IBM seems seriously intent to beat Intel to the tiny, 28nm processor punch, and has enlisted even more help to get there first. After
securing deals with Samsung, Globalfoundries, and a few other merry chipmakers in April, NEC and Toshiba are now joining in on the Semiconductor Alliance fun to create next-generation processors before the biggest name in current-generation processors. Goals are smaller footprints, lower power consumption, and of course greater performance. Mind you, that greater performance is still likely two years away from anything we can hope to buy.
It's a start
With 32nm coming this year, one would think the Intel should surely be able to produce 28nm (or small) processes within 2 years.
Yeah, I expect Intel will ship 22nm procs within months(+ or -) of these 28nm chips.
One upside, hopefully the next Xbox and PSX will launch with 28nm CPUs.
Change to optical already.
Probably have to spend billions on foundries to do that.
optical what?
Current electronics use voltages to denote 0s and 1s, 0volt for 0, 5 volts for 1 (the voltage is lower in the cpus we use, but that's the basic theory that's applied). The circuits calculate everything using tiny pulses of electricity to perform logic operations and give you an output.
The problem with this is electricity generates heat. The faster you calculate (the higher the frequency), the hotter it gets, so there's an upper limit to the frequency you can achieve. This is why recently they've been concentrating on making processors multicore and perform better instead of simply increasing the frequency.
The thing is, we don't care what is doing the calculations, we just want the output. If we were to use pulses of LIGHT (on = 1, off = 0) instead of electricity to perform calculations, processors could get much faster and much cooler. The final output would still be electric though, but that's just fine.
@superhobo
Ok genius, let's see your design plans for making a processor core using "optical" logic gates...
@loosely
"All-optical XOR gate using semiconductor optical amplifiers without additional input beam
Jae Hun Kim; Young Min Jhon; Young Tae Byun; Seok Lee; Deok Ha Woo; Sun Ho Kim
Photonics Technology Letters, IEEE
Volume 14, Issue 10, Oct 2002 Page(s): 1436 - 1438"

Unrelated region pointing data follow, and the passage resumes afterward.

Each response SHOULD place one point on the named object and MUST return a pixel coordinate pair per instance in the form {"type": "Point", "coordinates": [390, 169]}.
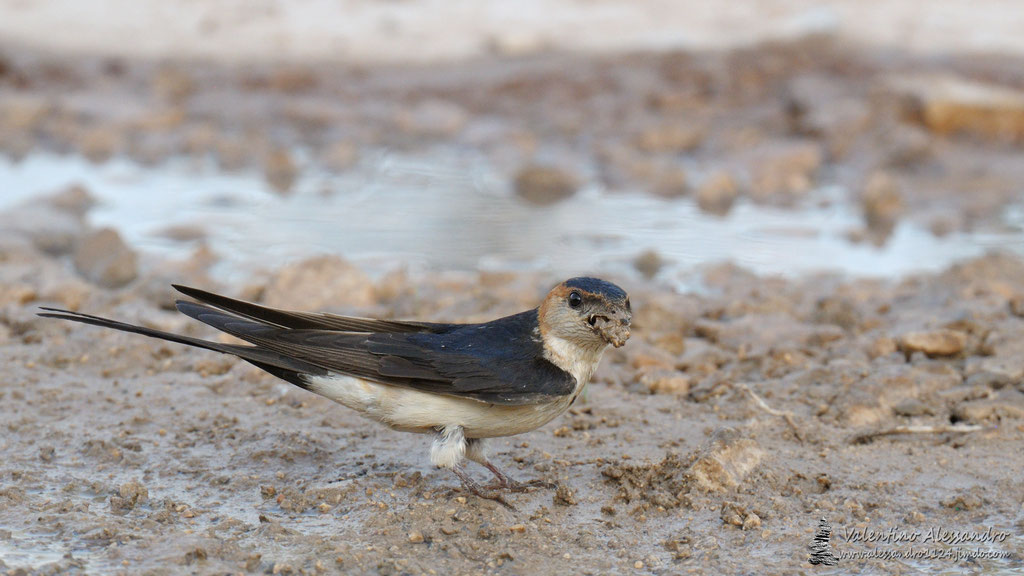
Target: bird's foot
{"type": "Point", "coordinates": [485, 492]}
{"type": "Point", "coordinates": [516, 486]}
{"type": "Point", "coordinates": [503, 482]}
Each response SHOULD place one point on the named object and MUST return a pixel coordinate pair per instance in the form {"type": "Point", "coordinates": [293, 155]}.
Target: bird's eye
{"type": "Point", "coordinates": [574, 299]}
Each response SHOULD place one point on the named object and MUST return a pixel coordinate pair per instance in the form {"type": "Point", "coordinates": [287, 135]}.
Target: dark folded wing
{"type": "Point", "coordinates": [500, 362]}
{"type": "Point", "coordinates": [308, 321]}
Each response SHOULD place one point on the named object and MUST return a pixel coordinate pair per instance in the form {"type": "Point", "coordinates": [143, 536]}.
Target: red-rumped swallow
{"type": "Point", "coordinates": [461, 382]}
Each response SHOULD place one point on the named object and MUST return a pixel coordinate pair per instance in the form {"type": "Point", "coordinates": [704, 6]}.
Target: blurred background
{"type": "Point", "coordinates": [644, 138]}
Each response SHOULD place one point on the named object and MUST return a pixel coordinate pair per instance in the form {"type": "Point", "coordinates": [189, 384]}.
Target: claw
{"type": "Point", "coordinates": [483, 492]}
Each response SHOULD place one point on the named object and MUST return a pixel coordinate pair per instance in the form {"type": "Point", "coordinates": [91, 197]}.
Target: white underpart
{"type": "Point", "coordinates": [449, 448]}
{"type": "Point", "coordinates": [457, 418]}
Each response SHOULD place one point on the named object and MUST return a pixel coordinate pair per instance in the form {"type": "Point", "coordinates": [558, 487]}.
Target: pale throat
{"type": "Point", "coordinates": [579, 361]}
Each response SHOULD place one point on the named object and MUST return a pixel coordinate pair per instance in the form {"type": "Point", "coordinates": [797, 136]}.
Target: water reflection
{"type": "Point", "coordinates": [452, 212]}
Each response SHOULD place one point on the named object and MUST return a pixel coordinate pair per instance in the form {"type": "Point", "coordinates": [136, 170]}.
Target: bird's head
{"type": "Point", "coordinates": [587, 312]}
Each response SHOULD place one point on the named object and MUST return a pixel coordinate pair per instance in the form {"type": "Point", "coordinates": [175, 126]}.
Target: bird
{"type": "Point", "coordinates": [463, 383]}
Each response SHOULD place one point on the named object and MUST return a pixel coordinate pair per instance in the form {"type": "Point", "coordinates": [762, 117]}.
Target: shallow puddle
{"type": "Point", "coordinates": [452, 211]}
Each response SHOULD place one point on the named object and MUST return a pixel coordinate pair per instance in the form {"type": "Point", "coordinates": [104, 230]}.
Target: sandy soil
{"type": "Point", "coordinates": [122, 454]}
{"type": "Point", "coordinates": [734, 419]}
{"type": "Point", "coordinates": [369, 31]}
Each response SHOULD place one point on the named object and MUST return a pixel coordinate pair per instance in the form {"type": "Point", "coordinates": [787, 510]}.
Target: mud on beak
{"type": "Point", "coordinates": [613, 327]}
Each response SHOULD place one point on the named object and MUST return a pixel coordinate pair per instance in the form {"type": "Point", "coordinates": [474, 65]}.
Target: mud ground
{"type": "Point", "coordinates": [734, 419]}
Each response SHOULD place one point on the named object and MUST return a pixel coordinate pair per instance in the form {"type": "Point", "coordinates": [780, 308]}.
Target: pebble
{"type": "Point", "coordinates": [882, 202]}
{"type": "Point", "coordinates": [935, 342]}
{"type": "Point", "coordinates": [103, 258]}
{"type": "Point", "coordinates": [785, 172]}
{"type": "Point", "coordinates": [320, 283]}
{"type": "Point", "coordinates": [666, 381]}
{"type": "Point", "coordinates": [717, 194]}
{"type": "Point", "coordinates": [545, 184]}
{"type": "Point", "coordinates": [280, 170]}
{"type": "Point", "coordinates": [432, 118]}
{"type": "Point", "coordinates": [724, 462]}
{"type": "Point", "coordinates": [950, 105]}
{"type": "Point", "coordinates": [752, 522]}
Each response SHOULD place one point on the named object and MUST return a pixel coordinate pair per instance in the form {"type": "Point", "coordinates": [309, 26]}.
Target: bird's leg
{"type": "Point", "coordinates": [482, 491]}
{"type": "Point", "coordinates": [476, 451]}
{"type": "Point", "coordinates": [449, 451]}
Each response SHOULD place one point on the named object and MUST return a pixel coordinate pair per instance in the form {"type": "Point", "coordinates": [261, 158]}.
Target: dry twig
{"type": "Point", "coordinates": [944, 428]}
{"type": "Point", "coordinates": [785, 415]}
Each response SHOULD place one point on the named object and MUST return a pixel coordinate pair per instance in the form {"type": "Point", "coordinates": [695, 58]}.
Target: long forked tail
{"type": "Point", "coordinates": [282, 366]}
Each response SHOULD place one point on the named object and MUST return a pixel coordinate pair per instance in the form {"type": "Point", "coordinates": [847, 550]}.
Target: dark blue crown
{"type": "Point", "coordinates": [597, 286]}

People have been working on optical circuits for years.
You being ignorant doesn't make other people stupid.
Yeah, what jon said.
and keep in mind, that while process is a big determining factor, it isn't everything. One has to wonder if Intel might still be able to produce a better platform at 32nm than the semiconductor alliance could at 28nm, especially if they get bogged down in unforeseen complications. Hopefully it puts the pressure on to really get some powerful mobile devices out into the wild.
I thought intel's next step after 32nm was to 22nm?
and yes, i realize that this topic is about IBM. however, it's a little silly to say you beat somebody somewhere when the other party isn't even going to the same place. that's like saying "hey, bill, I beat you to chicago" when bill wasn't going to chicago.
yea, intel doesn't do half steps in this area.